Entenda por que o Carf não condenou o Itaú ao Pagamento de R$ 4 Bilhões em Processo de Incorporação do Unibanco

Em sessão de julgamento de 04/02/2025, a 1ª Turma da Câmara Superior do Conselho Administrativo de Recursos Fiscais (CARF), por meio do acórdão nº 9101-007.284 (Processo nº 16327.720945/2018-36), não conheceu do recurso da especial da Procuradoria, rejeitando a tentativa do Fisco de cobrar do Itaú cerca de R$ 4 bilhões de imposto (IRPJ/CSLL/PIS/COFINS), alegando um suposto planejamento tributário abusivo no processo de incorporação do Unibanco.

A Procuradoria questionou a estruturação da incorporação do Unibanco pelo Itaú, realizada em 2010, no valor de R$ 20 bilhões, que retornaram ao Itaú por meio de Certificados de Depósito Interbancário (CDI), alegando ter se configurado uma negociação para reduzir a carga tributária do banco adquirente. Basicamente, a alegação do Fisco é de que o comprador teve uma redução de carga tributária indevida, vez que o Itaú cobriu a dívida do Unibanco correspondente a R$ 20 bilhões para, na sequência, o Unibanco fazer um empréstimo de mesmo valor para o Itaú, porém, por meio de CDIs, aproveitando as receitas dos juros pagos pelo Itaú para compensar com seu saldo de prejuízo, ao passo que o Itaú computou os juros pagos como despesas, deduzindo-os da CSLL e IRPJ.

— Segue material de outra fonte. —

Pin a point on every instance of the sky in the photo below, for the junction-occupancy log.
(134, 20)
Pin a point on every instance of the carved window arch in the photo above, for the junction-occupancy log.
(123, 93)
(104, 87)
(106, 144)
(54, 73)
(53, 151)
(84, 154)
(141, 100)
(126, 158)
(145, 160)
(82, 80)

Em primeira instância, de acordo como o acórdão nº 1301-006.176, julgado em 17/11/2022, o recurso do contribuinte (Itaú) já havia sido provido. Nas palavras do relator designado para o voto vencedor, Conselheiro José Eduardo Dornelas Souza:

“Não prospera a acusação. Ora, o fato de os recursos recebidos pelo Unibanco, em aumento de capital, terem sido utilizados em aplicações financeiras, não descaracteriza o aumento de capital, até porque nenhuma empresa, administrada com o mínimo de razoabilidade, recebe aumento de capital e deixa o dinheiro recebido parado em caixa, quanto mais naquela monta, e, no caso de uma instituição financeira, é de se compreender que a aquisição de CDI é uma operação regular e consentânea ao seu objeto social.

Note-se, nesse particular, que tanto o aumento como a redução de capital de uma instituição financeira dependem de aprovação do Banco Central do Brasil, e que uma vez realizado o aumento de capital, sua posterior redução, nos termos do art. 174 da Lei nº 6.404/76, também se sujeita à oposição dos credores quirografários e prévia aprovação pela maioria de eventuais debenturistas.

Afirmou a Recorrente que essas operações foram inseridas no contexto da associação entre os conglomerados Itaú e Unibanco, levada a efeito em novembro de 2008, com o objetivo de unificar as operações financeiras dos dois grupos numa única estrutura empresarial.

E, no momento da associação, o Unibanco possuía saldos representativos de prejuízo fiscal e base negativa de CSLL, e esse ativo financeiro não poderia ser ignorado pelo investidor.

No meu entender, essa informação é importante e merece o destaque. Por óbvio o aumento do capital realizado, visando prover o Unibanco do capital necessário ao incremento de suas aplicações financeiras, tinha o propósito claro de viabilizar a apuração de um lucro para permitir a compensação em menor prazo daqueles prejuízos e base negativa e ao final a sua incorporação, o que traria benefícios econômico-financeiros não para as pessoas participantes da operação, como também para todos o conglomerado.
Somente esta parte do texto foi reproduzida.